The New York Times’ Virginia Heffernan talks Oscar’s sound category. She leads with the film she considers the frontrunner for this honor:
“The Hurt Locker” is a bomb movie that mutes its booms. It derives suspense by withholding the expected “boomala, boomala,” as an Iraqi kid puts it in the film while taunting an American bomb-squad soldier about the “cool” soundtrack of Hollywood war.
“The Hurt Locker” is not cool. It’s hot and dry, a heaving desert parable with a mounting sandstorm howl at the center. The internal explosions matter more than the fireworks. Explaining the dynamics of roadside bombs in Iraq, Paul N. J. Ottosson, the film’s supervising sound editor, told Variety, “You die not from shrapnel but the expanding air that blows up your lungs.” The top notes in the soundtrack are arid metallic clicks, snips, squeaks and creaks, the chatter of wrenches and wire clippers, as bombs are defused in air so parched as to seem combustible itself.

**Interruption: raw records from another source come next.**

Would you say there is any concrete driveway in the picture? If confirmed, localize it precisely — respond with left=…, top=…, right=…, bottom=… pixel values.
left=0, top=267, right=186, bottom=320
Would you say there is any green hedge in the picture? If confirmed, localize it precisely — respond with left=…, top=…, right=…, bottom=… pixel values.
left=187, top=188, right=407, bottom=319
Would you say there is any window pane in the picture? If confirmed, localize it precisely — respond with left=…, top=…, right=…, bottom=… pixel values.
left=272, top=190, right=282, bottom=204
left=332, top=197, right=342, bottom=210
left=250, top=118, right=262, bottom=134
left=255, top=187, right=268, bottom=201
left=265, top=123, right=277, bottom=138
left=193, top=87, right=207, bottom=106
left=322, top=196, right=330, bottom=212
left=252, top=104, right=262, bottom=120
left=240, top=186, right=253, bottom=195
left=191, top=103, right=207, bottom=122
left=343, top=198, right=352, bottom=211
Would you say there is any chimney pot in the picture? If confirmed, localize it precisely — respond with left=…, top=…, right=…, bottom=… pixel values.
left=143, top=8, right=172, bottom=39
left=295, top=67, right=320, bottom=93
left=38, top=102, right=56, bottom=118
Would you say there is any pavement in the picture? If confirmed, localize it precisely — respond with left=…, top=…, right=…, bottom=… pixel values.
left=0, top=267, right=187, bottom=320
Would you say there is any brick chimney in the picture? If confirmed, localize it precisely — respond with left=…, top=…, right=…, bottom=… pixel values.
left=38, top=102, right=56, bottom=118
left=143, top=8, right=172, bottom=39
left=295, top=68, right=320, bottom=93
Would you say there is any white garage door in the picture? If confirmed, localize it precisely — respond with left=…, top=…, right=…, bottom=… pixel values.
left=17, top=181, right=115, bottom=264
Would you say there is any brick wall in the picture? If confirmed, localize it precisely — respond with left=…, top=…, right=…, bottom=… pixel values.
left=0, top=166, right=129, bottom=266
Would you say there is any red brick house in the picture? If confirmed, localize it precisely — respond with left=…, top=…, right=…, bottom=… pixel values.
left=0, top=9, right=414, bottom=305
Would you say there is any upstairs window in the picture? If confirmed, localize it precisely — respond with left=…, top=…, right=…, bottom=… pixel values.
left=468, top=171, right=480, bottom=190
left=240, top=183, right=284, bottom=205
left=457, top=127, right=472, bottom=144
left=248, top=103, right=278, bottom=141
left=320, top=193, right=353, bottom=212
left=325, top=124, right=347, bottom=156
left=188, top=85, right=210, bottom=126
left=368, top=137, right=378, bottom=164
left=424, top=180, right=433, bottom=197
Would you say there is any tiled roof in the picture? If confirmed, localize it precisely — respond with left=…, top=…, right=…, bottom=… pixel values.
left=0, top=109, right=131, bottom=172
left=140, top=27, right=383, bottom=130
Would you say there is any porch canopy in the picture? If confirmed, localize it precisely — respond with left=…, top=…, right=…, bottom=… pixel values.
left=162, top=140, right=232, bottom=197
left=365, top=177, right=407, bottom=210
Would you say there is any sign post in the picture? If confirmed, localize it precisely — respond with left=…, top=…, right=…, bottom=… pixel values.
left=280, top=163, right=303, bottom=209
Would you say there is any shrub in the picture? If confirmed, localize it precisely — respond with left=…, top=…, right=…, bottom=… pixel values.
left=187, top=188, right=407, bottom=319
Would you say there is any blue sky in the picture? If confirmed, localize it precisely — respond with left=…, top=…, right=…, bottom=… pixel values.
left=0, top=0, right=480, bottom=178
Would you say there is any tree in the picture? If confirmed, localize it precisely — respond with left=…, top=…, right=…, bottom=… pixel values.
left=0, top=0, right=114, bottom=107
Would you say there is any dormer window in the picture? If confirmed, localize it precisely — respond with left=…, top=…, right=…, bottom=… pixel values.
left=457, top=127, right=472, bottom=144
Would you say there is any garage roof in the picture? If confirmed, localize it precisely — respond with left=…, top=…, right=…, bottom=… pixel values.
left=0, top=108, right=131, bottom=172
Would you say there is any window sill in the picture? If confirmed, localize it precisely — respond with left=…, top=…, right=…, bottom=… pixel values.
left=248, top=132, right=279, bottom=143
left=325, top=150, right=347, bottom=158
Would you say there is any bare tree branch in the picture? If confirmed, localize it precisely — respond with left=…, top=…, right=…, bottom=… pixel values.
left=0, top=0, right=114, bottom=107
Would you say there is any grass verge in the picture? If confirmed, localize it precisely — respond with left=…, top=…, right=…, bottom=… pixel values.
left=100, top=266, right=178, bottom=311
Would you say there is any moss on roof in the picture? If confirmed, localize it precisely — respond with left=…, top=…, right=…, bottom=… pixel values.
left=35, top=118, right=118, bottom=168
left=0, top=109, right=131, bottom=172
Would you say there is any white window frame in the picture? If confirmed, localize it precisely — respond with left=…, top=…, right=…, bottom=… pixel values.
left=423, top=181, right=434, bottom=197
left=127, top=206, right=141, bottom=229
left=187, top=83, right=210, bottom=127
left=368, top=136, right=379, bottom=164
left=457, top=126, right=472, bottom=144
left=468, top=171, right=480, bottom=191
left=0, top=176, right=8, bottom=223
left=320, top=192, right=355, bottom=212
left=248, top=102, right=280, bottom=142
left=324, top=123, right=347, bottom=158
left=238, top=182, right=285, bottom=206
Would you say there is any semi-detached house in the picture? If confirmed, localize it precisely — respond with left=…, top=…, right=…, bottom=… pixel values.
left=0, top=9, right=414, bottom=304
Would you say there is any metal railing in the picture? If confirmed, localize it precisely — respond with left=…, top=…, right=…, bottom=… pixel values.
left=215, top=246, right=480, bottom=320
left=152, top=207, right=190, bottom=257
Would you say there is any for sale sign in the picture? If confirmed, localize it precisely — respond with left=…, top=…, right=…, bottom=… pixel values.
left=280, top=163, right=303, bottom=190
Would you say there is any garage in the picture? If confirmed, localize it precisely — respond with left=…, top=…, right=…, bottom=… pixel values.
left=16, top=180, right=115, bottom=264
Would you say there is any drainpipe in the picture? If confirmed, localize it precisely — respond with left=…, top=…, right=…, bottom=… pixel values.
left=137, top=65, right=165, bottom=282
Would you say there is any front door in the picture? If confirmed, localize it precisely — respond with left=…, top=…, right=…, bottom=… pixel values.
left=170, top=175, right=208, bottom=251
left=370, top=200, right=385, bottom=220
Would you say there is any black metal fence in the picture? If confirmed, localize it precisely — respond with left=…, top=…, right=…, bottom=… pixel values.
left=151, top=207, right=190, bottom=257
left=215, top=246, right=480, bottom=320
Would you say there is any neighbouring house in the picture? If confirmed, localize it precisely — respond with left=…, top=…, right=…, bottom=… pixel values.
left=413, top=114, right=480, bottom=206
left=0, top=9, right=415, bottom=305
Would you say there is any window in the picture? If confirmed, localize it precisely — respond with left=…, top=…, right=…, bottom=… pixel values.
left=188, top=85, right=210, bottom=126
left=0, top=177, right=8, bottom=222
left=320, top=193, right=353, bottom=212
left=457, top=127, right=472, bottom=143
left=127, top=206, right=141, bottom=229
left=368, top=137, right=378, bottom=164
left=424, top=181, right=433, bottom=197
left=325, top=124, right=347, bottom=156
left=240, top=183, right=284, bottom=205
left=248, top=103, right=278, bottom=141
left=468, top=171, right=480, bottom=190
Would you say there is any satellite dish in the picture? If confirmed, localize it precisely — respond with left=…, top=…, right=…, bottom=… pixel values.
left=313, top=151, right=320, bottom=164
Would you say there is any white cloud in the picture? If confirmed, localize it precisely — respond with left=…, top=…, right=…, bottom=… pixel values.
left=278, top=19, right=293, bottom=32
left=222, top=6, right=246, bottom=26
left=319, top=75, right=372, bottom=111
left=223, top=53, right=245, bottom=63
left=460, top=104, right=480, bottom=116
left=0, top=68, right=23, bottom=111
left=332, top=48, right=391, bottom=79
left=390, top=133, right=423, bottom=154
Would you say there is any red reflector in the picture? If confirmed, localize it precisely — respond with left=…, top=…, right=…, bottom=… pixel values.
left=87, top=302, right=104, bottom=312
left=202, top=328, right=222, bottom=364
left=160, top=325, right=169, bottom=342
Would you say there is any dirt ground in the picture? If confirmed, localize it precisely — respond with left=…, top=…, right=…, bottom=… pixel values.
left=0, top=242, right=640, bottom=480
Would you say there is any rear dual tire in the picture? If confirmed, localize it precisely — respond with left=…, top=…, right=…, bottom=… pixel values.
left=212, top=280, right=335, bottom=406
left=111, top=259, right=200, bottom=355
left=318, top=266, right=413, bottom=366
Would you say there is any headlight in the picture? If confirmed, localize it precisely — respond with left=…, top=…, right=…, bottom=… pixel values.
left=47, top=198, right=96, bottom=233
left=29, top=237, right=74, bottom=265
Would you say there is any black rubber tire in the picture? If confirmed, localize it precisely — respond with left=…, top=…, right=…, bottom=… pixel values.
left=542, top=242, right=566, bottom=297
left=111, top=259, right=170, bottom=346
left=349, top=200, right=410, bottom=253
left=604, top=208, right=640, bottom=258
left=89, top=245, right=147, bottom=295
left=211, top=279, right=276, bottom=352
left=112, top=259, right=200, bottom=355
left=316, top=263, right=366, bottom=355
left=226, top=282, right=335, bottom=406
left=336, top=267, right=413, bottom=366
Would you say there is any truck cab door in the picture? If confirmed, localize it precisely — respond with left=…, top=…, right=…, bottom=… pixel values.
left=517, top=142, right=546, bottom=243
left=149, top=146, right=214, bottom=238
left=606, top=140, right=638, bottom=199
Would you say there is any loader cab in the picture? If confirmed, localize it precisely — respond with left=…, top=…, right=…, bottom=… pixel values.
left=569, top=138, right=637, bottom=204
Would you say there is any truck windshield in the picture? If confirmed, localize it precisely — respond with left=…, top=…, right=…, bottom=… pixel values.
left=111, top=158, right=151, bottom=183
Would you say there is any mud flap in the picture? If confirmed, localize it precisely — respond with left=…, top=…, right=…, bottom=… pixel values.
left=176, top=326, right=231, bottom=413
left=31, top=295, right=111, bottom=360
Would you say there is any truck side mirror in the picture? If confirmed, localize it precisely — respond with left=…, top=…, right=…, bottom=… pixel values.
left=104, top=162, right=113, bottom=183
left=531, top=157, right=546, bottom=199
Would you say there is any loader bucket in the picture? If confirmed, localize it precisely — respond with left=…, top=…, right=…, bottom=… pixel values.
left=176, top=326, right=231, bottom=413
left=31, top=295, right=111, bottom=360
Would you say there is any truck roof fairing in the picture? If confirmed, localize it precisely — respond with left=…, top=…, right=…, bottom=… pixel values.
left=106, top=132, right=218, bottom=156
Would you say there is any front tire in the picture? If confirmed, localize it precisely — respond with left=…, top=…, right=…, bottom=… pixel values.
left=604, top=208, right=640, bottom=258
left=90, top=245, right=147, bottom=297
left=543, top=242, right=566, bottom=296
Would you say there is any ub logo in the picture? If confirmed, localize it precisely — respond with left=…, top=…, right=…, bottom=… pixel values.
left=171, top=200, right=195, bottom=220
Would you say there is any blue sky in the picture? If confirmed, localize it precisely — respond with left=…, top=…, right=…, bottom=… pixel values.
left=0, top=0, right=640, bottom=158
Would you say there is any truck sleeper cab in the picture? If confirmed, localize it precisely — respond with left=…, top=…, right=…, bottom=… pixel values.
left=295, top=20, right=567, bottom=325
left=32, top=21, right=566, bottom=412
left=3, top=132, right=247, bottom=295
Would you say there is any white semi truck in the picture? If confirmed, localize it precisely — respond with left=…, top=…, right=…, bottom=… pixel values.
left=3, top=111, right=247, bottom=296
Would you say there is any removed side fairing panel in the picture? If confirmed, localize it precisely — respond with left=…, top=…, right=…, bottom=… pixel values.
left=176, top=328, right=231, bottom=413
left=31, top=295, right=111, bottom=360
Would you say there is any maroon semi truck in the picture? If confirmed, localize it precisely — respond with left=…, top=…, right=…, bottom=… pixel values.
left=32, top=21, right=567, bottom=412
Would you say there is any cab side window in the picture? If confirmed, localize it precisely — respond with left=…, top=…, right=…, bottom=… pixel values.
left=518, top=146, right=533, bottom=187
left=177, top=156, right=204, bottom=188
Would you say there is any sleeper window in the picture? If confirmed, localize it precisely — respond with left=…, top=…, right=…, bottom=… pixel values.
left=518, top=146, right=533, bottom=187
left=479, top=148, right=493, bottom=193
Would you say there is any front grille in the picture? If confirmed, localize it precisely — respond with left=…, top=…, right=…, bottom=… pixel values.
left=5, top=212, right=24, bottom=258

Men can hardly summon the spit or breath to speak. Much of the dialogue — which was almost all recorded on location in Jordan (and not looped in a studio) — is delivered in headsets, as soldiers hiss into one another’s helmets across desert expanses. To listen is to enter machinery, rib cages, ear canals and troubled lungs.
Along with “Avatar,” “Inglourious Basterds,” “Star Trek” and “Up,” “The Hurt Locker” is nominated for a sound-editing Academy Award. For its cerebral, abstract and still deeply romantic sound tableau — a kind of sonic Cy Twombly painting — “The Hurt Locker” should win it. Ottosson’s alignment of death and silence, instead of death and booms, partakes of an aesthetic based on the idea that you’re deaf when you die. On “The Sopranos,” a series known for its exquisite deployment of silence, Bobby Baccalieri says of dying, “You probably don’t hear it when it happens.”
Giving The Hurt Locker a run for its money, the blockbuster, Avatar:
“Avatar” alone gives “The Hurt Locker” a run for its money. Layered heavily with manufactured sounds, it is brazenly cartoonish. The sound editors Christopher Boyes and Gwendolyn Yates Whittle may be Paul Gauguin to Ottosson’s Twombly. What stands out is the whoosh of muscular — not fluttery — reptile wings as they flap and glide. This has to be the sound of flying in dreams. The dragonlike creatures vie for sonic dominance with the machinery in the film and particularly with the man-machine tanks that have their own distinctive sounds, especially in the fantasyland of Pandora, where a clash of resounding arms takes place in an atmosphere of no oxygen. For chopper sounds, the editors combined the hacking and churning of various craft. Elsewhere they aimed to make Pandora sound “intoxicating” (as Boyes told Variety) by remixing recordings made in the Amazon.
She ends it this way:
It’s intriguing that both “Avatar” and “The Hurt Locker” have built otherworldly environments in which humans are intoxicated — in part by being deprived of oxygen. You can hear this danger much better than you can see it, and it falls to sound editors to exploit its dimensions. What a great challenge in moviemaking: the various sounds of breath — gasping, sighing, speaking, expiring — may be film’s first and most consequential sound effect. Here’s to films that revisit and rethink the sounds of breath and breathlessness. And at the Academy Awards, may the most inspiring use of sound — did I mention “The Hurt Locker”? — win.
It will come as no surprise that we here at Awards Daily agree with this — sound in The Hurt Locker is almost a character in and of itself. As I remember the film back, I hear it as much as I see it. I hear the sounds of the blood and guts in the body bomb dead kid, I hear Jeremy Renner’s footsteps on the sand, I hear the noise of the wheels on the gravel and of course, who can forget the sound of the steel lock when it is freed at last from the poor suicide bomber. With one release it finally tugs loose. But it is just one and there are way too many. And then … boom.